CBS Radio Q4 Revenues Fall 12% But Pacing Up In Q1
February 18, 2010 at 4:25 PM (PT)
CBS CORPORATION fourth quarter revenyes dropped 1% to $3.5 billion, with adjusted net earnings up 19% to $171.1 million (25 cents/diluted share) and reported net earnings falling from $136.1 million to $58.8 million (20 to 9 cents/diluted share).
CBS RADIO revenues decreased 12% to $322.2 million, partially reflecting radio station divestitures.
"Throughout the past year, LESLIE (MOONVES) and his team did all the right things to position CBS for a vibrant future, and the results we're reporting today speak to our momentum," said Executive Chairman SUMNER REDSTONE. "We've managed through the year with financial prudence, while at the same time continuing to invest in our top-quality content businesses and maintain our industry-leading position. I'm very excited about all that we can achieve going forward."
"As we promised, each quarter in 2009 improved on the one before -- culminating in our best performance of the year in the fourth quarter," said Pres./CEO LES MOONVES. "The good news is, the rising revenue trends are continuing into 2010.

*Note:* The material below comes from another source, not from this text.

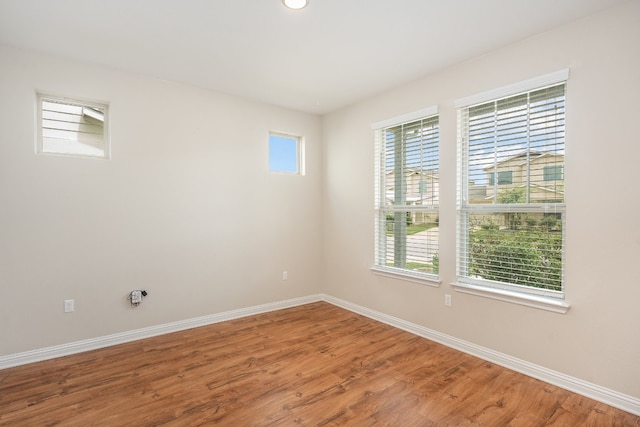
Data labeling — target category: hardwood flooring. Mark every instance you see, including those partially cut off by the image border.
[0,302,640,427]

"We see a number of very positive signs at both our Content Group and our Local Group. The CBS Television Network is again #1 this season and up in every key demographic year-over-year, and we've added two new hits -- both of which are wholly-owned by CBS. Cable Networks' subscriber and profit growth continues, and traffic to CBS Interactive sites hit new records during the quarter. Meanwhile, both national and local advertising are improving substantially -- with dramatic gains in scatter and sales pacing for the Network and our TV Stations in the first quarter. Local radio stations are pacing well above last year's first quarter, and Outdoor has reached last year's levels. And with growing retransmission and affiliate fees, we've established a substantial secondary revenue stream. At the same time, we continue to manage our cost structure to deliver better efficiencies in any economy, and have improved our liquidity position -- all of which we believe will help us better capitalize on the ongoing economic recovery in 2010."